Andando in profondità possiamo vedere qual'è il lavoro del giornalista ai giorni nostri. Aderente completamente alla realtà, risponde sull'attenti al potere del denaro, accrescendo con i propri articoli il fatto che i poveracci devono essere distrutti dall'ingiustizia latente, in cui i ricchi devono continuare a vivere beatamente rafforzando i loro privilegi. Il principio di presunta neutralità diventa sempre la foglia di fico: riducendo le idee a mere opinioni, diviene ripetitore incessante delle banalità del dominio. Ridurre il conflitto sociale a questione incomprensibile diventa lo scopo giornalistico: quando un detenuto si rivolta diviene un mostro, quando i giovani si ribellano diventano vandali e quando gli anarchici difendono certe forme di azione contro questo putrido esistente vengono chiamati terroristi.

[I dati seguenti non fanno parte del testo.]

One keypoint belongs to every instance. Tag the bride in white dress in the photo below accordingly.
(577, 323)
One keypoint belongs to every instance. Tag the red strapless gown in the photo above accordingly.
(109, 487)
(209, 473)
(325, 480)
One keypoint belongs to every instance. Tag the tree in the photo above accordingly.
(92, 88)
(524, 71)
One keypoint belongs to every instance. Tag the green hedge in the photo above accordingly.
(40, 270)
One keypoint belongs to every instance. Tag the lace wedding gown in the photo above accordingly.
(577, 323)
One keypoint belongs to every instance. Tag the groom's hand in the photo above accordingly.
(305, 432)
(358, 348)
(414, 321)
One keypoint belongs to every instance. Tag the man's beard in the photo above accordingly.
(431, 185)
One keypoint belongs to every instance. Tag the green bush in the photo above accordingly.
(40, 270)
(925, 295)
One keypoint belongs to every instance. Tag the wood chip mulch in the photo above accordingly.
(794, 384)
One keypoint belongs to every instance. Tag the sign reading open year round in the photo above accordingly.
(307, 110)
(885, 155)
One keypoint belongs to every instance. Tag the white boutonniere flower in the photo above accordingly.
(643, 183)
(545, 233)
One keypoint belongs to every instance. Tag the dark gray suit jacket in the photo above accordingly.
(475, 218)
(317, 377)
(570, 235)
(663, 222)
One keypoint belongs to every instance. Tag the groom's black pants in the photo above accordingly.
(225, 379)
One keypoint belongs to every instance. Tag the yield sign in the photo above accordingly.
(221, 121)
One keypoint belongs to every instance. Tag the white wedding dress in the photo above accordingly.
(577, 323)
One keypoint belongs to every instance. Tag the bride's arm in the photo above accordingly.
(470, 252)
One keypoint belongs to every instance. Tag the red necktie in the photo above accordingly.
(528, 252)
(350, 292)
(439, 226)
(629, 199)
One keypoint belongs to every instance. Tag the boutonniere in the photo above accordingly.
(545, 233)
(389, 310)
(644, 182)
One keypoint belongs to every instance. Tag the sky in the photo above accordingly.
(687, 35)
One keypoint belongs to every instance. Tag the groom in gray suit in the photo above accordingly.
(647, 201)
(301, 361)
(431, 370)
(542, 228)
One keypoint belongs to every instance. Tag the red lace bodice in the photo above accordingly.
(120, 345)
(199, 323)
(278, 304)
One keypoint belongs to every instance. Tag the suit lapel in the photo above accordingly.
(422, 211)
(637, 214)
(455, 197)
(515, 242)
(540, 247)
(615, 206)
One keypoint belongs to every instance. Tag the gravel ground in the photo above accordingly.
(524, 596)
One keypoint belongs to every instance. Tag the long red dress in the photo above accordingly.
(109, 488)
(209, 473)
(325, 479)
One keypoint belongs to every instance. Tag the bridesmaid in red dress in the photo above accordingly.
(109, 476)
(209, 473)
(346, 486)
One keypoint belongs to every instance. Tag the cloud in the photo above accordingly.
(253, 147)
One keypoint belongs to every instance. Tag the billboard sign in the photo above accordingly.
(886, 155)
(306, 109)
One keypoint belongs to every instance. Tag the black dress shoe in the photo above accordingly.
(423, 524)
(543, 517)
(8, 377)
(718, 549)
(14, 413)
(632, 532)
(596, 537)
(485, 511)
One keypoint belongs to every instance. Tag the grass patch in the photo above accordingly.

Utilizzando la tecnica dello scandalo per far risuonare la sinfonia stonata e martellante del potere, il giornalista si dimena nella miseria degli altri. Ridicolizzare, demistificare e falsificare ogni atto di ribellione è un regalo concesso ai propri amichetti in divisa. Denunciare piccoli scandali è il modus operandi di ogni scribacchino, per tenere in piedi e non criticare dalle fondamenta il più grande scandalo di oggi: questo mondo. Lo scribacchino eccelle in stupidità, confondendo luoghi e altro per un fine ben preciso: tenere i propri lettori nell'ignoranza e nell'obbedienza.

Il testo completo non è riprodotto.